Un médecin peut procéder à un caryotype si un patient manifeste certaines caractéristiques d'une maladie dont on sait qu'elle est liée à une aberration chromosomique, ou si un couple qui planifie une grossesse a des antécédents familiaux d'aberrations chromosomiques. Lors d'un analyse de diagnostic prénatal, le liquide amniotique prélevé lors d'une amniocentèse, ou le tissu placentaire présent dans les villosités choriales contiennent des cellules du bébé, qui sont utilisées afin de déterminer le caryotype, permettant ainsi de epérer toute aberration chromosomique.
On peut isoler les chromosomes de presque n'importe quelle cellule de l'organisme, mais on utilise le plus souvent des échantillons de cellules prélevés dans la mœlle osseuse ou dans le liquide amniotique. On retire les cellules de ces échantillons liquides et on stimule leur croissance en les plaçant dans un milieu de culture spécial. Une fois que l'on a obtenu suffisamment de cellules, on utilise un produit chimique afin de synchroniser la division cellulaire. On bloque ensuite la croissance lorsque la division cellulaire a atteint le stade de la métaphase. À ce stade, les chromosomes sont alignés au milieu de la cellule, prêts à être divisés en vue de former deux nouvelles cellules filles. À cette étape, les chromosomes sont très condensés et peuvent facilement être repérés au microscope. On colore les chromosomes à l'aide d'un colorant appelée Giemsa, qui donne aux chromosomes l'apparence caractéristique de bandes sombres et claires. C'est ce que l'on appelle le marquage en bandes G. Un technicien formé pour repérer les chromosomes examine les chromosomes au microscope et les classe afin de former un caryotype (il s'agit de l'alignement des paires de chromosomes de l'organisme selon leur taille afin de former un tableau. On peut ensuite lier les chromosomes aux symptômes (par exemple, les maladies génétiques de l'organisme et les caractéristiques) en utilisant un logiciel.
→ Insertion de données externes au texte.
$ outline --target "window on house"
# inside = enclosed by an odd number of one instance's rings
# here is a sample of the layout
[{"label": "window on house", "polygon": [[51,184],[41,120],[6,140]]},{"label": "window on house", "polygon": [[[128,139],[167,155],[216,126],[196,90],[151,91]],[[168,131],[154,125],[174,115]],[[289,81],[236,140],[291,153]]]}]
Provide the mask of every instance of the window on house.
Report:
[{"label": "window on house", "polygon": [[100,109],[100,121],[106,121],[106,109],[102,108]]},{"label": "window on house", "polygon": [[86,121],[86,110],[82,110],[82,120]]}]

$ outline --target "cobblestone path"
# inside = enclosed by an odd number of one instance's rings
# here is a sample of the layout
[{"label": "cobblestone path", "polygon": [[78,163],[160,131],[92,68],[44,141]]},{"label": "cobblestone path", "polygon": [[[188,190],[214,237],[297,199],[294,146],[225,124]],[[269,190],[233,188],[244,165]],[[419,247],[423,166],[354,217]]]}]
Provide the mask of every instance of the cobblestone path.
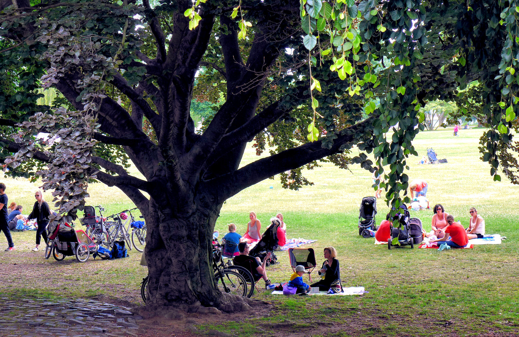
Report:
[{"label": "cobblestone path", "polygon": [[0,336],[137,336],[129,308],[91,300],[38,299],[0,295]]}]

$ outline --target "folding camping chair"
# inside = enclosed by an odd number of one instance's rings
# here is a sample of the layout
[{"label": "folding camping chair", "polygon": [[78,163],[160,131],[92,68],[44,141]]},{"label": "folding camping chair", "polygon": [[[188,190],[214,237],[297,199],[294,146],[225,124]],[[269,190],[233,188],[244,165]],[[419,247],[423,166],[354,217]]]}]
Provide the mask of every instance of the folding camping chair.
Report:
[{"label": "folding camping chair", "polygon": [[305,267],[305,274],[308,274],[308,279],[312,281],[310,273],[316,267],[316,254],[313,248],[290,248],[290,266],[295,272],[295,267],[302,265]]}]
Les techniciens travaillant dans ce domaine connaissent si bien les chromosomes qu'ils savent lorsqu'ils manquent de petits fragments, lorsqu'ils ont été ajoutés ou réorganisés, et ils peuvent cerner avec exactitude les chromosomes entiers excédentaires ou absents.
Cette méthode a été conçue afin de repérer rapidement un gène ou une zone d'un chromosome. Elle consiste en l'hybridation d'un fragment d'ADN dans la zone d'intérêt. On joint au fragment une étiquette fluorescente. Quand le fragment est mélangé aux chromosomes placés sur une lamelle, il cherchera la séquence à laquelle il correspond et s'y joindra. Si la séquence est absente, le fragment ne s'attache à aucun autre chromosome et est éliminé lors du rinçage de la lamelle avec un certain composé. La lamelle est alors examinée au moyen d'un microscope spécial qui permet de voir la couleur fluorescente.
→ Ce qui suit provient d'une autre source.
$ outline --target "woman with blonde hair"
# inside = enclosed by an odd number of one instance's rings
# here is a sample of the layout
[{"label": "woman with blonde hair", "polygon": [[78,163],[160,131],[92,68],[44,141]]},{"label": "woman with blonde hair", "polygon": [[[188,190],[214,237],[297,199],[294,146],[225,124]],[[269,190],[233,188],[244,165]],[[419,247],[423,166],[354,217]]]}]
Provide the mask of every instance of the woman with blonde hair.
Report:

La méthode FISH est utilisée afin de confirmer le diagnostic de certaines anomalies congénitales, les analyses de translocation génétique et le diagnostic prénatal de bébés à risque. Elle est conçue en particulier afin d'établir les changements survenant dans le chromosome et que l'on ne peut percevoir en effectuant un caryotype, comme la délétion, la duplication et l'insertion de petits fragments.
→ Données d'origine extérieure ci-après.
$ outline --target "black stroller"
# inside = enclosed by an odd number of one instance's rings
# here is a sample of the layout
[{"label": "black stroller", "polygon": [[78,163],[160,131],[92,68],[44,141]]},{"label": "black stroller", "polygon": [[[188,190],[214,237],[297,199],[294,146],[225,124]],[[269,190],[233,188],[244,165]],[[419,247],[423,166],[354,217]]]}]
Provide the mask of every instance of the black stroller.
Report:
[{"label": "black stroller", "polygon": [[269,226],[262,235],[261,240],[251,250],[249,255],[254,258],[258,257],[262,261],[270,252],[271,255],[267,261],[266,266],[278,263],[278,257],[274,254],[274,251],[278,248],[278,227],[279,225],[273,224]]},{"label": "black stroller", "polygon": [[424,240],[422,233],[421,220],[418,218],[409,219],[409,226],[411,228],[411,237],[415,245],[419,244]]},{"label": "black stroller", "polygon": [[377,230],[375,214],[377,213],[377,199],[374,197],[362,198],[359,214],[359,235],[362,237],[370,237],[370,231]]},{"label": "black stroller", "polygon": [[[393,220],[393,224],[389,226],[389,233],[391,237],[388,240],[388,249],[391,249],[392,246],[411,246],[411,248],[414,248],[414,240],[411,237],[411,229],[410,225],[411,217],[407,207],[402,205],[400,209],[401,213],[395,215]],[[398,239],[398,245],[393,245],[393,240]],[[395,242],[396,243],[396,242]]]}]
On utilise la méthode FISH, par exemple, afin de confirmer le diagnostic du syndrome de la délétion 22q. L'analyse peut se faire au moyen d'un fragment propre à la zone du chromosome 22 où il y a une petite délétion des bases. Si la séquence des deux chromosomes 22 d'une personne est exacte, on apercevra deux signaux fluorescents, un sur chacun des chromosomes. S'il y a eu délétion sur un des chromosomes d'une personne, on ne verra qu'un signal fluorescent parce que le fragment ne peut se lier à la région effacée.